A33M-07:
Observations and Model Analysis of Enhanced Oxidized Mercury in the Free Troposphere during NOMADSS
Wednesday, 17 December 2014: 3:10 PM
Lynne Gratz1, Viral Shah2, Jesse L Ambrose II3, Daniel A Jaffe1, Lyatt Jaegle4, Noelle E Selin5, Shaojie Song6, James Festa7 and Jochen Stutz7, (1)University of Washington Bothell Campus, Bothell, WA, United States, (2)University of Washington Seattle Campus, Seattle, WA, United States, (3)University of New Hampshire Main Campus, Durham, NH, United States, (4)Univ Washington, Seattle, WA, United States, (5)MIT, Cambridge, MA, United States, (6)Massachusetts Institute of Technology, Cambridge, MA, United States, (7)University of California Los Angeles, Los Angeles, CA, United States
Abstract:
Mercury (Hg) is a hazardous neurotoxic pollutant with complex atmospheric speciation and chemistry. It exists in the atmosphere primarily as gaseous elemental Hg (GEM), with a lifetime on the order of months, while oxidized Hg is more water soluble and deposits readily. Thus, Hg is considered both a local and a global pollutant. There are significant limitations in our understanding of global Hg cycling, including the sources and chemical mechanisms producing enhanced oxidized Hg in the free troposphere. Ground-based and airborne studies have associated free tropospheric oxidized Hg with GEM oxidation and atmospheric subsidence. Chemical transport models suggest that free tropospheric GEM oxidation is largely attributable to bromine (Br) atoms. During the 2013 Nitrogen Oxidants Mercury and Aerosol Distributions Sources and Sinks (NOMADSS) campaign, we sought to quantify the distribution and chemical transformation of Hg species in the free troposphere over the southeastern US. Enhanced oxidized Hg over North Texas was associated with long-range transport and subsidence from the sub-tropical Pacific free troposphere, where GEOS-Chem predicts air enriched in oxidized Hg. Bromine oxide (BrO) concentrations were also elevated over North Texas, perhaps supporting halogen oxidation as a source of free tropospheric oxidized Hg. Over the Atlantic Ocean, oxidized Hg up to 680 pg m-3 was associated with GEM oxidation and subsidence within the Atlantic high pressure system.
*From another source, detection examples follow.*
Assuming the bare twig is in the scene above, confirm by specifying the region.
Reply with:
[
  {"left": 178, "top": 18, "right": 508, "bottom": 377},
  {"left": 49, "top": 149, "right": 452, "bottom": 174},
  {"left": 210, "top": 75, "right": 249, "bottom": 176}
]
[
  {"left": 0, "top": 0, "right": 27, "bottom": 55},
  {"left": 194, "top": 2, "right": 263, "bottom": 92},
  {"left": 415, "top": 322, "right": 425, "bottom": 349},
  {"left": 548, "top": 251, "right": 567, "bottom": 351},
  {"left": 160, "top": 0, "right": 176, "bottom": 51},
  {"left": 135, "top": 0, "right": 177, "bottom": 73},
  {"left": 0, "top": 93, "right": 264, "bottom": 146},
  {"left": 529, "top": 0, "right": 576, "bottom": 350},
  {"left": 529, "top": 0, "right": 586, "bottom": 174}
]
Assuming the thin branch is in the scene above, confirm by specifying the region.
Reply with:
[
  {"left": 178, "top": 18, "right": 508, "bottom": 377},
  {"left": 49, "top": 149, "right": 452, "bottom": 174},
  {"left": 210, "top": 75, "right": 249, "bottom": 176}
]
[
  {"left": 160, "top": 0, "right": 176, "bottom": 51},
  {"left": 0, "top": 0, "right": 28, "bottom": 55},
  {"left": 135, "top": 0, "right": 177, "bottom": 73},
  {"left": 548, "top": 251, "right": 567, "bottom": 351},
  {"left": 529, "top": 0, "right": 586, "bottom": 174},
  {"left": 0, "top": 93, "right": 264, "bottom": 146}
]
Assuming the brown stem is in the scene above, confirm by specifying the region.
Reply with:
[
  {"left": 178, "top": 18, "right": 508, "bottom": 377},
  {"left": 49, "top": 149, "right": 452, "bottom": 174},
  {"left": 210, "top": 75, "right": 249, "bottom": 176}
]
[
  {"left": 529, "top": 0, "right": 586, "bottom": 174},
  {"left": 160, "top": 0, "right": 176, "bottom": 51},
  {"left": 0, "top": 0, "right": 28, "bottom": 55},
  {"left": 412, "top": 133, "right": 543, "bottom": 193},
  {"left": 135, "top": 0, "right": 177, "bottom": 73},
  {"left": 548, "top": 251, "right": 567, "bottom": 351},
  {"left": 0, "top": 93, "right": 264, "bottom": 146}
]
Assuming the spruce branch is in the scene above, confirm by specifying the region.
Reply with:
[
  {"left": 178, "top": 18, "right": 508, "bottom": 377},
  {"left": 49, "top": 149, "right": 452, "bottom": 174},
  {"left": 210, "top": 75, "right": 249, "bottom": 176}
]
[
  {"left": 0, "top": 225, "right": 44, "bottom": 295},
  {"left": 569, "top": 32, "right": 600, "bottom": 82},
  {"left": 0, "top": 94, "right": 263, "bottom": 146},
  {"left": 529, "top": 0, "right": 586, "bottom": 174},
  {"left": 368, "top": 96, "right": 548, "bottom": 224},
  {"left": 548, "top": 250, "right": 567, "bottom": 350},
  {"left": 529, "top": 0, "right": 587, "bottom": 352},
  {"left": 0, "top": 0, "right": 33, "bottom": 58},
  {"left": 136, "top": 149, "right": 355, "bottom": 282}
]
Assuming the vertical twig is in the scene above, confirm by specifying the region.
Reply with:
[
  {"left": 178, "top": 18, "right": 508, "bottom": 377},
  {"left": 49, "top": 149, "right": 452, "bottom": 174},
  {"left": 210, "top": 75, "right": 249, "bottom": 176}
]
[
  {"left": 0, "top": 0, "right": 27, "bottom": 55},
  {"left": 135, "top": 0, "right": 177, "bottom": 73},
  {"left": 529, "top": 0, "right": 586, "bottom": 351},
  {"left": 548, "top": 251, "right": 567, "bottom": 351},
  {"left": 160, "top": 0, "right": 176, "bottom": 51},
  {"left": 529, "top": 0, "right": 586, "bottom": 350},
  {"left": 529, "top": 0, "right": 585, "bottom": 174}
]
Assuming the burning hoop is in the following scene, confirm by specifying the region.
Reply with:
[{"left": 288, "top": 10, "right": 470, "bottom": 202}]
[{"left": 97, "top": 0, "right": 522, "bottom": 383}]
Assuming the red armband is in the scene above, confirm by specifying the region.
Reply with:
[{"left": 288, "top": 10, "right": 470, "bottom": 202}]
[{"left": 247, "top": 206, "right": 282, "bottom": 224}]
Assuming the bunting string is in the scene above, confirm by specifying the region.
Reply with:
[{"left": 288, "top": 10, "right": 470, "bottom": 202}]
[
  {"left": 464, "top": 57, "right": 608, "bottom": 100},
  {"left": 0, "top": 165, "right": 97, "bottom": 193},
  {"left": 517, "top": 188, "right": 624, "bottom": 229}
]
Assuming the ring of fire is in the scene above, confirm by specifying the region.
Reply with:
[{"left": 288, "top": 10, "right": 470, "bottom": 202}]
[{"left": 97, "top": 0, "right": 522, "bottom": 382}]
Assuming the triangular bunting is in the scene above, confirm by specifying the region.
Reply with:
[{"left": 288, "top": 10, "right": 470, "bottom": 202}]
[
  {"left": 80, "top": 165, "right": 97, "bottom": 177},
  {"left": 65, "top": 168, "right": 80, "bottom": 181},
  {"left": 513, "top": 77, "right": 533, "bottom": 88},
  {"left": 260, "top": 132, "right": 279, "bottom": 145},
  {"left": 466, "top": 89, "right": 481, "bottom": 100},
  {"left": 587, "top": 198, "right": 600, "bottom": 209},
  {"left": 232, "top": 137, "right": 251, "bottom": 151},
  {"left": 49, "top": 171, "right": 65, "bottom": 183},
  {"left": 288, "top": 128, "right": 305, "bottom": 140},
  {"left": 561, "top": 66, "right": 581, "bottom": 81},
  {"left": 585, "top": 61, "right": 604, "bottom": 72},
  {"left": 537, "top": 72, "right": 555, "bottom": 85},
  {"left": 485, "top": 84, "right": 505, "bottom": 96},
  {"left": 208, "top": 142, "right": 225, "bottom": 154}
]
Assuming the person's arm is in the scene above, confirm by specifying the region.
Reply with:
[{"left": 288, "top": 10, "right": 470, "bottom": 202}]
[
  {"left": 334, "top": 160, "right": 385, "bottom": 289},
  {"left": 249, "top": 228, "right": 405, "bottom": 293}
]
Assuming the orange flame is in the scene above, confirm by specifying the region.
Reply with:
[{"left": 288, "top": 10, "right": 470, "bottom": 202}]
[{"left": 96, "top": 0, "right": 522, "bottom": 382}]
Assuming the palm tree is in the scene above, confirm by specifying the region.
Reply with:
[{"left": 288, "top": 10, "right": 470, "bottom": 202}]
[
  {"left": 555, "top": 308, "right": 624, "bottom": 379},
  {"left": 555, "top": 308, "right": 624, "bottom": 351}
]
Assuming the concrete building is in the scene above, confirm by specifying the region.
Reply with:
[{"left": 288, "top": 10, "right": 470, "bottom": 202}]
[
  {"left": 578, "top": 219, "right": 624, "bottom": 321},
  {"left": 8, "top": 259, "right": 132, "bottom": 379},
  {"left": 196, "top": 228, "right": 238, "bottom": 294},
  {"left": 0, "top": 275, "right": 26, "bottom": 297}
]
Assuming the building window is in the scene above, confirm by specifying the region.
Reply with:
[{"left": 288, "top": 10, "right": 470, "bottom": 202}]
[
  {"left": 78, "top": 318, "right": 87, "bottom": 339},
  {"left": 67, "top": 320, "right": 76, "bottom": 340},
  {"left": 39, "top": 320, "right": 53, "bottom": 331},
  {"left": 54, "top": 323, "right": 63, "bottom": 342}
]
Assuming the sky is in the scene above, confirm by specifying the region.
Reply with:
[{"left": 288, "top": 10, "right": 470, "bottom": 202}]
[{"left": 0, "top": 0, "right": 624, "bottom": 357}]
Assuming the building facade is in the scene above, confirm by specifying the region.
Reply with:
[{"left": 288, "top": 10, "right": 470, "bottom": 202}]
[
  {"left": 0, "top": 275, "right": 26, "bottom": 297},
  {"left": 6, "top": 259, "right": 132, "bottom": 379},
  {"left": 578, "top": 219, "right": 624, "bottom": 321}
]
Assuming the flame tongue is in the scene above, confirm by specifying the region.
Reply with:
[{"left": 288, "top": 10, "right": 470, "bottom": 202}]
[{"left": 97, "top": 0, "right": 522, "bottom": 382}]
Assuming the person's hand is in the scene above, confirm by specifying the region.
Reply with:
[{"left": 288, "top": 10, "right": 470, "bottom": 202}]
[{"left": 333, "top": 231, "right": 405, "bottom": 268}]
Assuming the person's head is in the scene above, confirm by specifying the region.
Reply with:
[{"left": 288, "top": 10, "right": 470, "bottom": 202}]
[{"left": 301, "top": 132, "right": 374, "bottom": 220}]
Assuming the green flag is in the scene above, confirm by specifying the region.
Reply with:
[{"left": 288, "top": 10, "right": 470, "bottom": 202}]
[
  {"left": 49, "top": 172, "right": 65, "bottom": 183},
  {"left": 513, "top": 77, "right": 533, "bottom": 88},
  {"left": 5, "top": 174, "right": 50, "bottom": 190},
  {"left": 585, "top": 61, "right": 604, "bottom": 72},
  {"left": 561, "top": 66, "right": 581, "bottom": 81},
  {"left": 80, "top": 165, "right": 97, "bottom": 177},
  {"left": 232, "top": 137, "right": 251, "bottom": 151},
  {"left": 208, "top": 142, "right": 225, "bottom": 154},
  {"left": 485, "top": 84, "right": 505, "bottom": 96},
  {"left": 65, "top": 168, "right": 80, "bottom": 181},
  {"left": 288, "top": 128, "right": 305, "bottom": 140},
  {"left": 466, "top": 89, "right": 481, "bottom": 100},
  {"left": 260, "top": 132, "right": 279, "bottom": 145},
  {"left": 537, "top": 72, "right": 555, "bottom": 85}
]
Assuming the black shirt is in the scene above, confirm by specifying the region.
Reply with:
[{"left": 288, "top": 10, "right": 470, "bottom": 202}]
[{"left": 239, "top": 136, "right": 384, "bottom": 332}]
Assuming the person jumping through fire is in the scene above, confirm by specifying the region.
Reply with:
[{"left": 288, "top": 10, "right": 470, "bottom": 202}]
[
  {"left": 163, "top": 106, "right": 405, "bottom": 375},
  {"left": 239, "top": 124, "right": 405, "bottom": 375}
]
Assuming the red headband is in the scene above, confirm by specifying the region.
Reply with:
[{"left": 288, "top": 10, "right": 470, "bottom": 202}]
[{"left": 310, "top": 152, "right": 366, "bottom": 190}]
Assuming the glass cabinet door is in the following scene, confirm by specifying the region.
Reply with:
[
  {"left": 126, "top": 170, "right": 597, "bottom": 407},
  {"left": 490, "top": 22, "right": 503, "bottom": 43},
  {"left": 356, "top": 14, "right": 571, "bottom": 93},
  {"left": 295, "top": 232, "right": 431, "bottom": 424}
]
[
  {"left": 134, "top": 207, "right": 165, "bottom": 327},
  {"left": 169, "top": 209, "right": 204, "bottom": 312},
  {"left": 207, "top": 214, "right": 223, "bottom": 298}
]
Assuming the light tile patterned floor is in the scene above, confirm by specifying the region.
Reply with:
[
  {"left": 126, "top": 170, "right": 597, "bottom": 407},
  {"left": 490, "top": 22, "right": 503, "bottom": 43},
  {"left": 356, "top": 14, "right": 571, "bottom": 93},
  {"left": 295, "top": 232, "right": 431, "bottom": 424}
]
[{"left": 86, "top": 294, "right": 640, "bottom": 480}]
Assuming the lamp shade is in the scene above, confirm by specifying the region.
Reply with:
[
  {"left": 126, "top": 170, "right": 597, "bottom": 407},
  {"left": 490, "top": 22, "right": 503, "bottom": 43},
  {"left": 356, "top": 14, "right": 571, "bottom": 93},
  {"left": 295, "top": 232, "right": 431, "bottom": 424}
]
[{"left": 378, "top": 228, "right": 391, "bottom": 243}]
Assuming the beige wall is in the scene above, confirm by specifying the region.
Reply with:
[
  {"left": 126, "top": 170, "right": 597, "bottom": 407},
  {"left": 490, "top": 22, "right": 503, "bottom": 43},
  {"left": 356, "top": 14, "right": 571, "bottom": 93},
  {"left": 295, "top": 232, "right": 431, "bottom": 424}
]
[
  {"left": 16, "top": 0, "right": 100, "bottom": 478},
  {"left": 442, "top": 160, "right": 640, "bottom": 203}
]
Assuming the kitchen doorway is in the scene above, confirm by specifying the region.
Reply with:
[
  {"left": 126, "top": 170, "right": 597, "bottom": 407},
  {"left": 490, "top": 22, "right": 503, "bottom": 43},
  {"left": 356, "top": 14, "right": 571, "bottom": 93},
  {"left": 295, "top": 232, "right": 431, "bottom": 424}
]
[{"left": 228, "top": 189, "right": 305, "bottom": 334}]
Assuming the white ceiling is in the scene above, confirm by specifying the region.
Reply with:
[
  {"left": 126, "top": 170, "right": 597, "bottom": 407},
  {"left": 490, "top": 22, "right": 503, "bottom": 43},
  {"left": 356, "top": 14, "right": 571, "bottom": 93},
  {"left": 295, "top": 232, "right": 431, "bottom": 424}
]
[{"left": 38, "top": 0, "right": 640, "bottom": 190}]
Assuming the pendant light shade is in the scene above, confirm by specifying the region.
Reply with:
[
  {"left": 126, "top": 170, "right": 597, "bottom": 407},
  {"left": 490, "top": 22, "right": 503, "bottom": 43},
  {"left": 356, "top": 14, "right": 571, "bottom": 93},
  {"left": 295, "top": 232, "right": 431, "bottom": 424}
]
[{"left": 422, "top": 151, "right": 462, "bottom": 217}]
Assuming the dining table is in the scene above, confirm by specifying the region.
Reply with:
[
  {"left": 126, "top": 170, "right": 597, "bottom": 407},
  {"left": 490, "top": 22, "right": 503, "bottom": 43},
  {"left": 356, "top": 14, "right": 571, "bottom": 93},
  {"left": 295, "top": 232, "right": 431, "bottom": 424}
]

The standard GEOS-Chem model underestimates free tropospheric oxidized Hg in these locations by a factor of three to ten, possibly due to underestimation of Br concentrations and/or uncertainty in the Hg+Br rate constant. We investigate GEOS-Chem’s improved ability to reproduce the observed concentrations by tripling free tropospheric Br in the tropics and implementing a faster Hg+Br oxidation mechanism. Results have important implications for our understanding of global-scale atmospheric Hg chemistry and transport.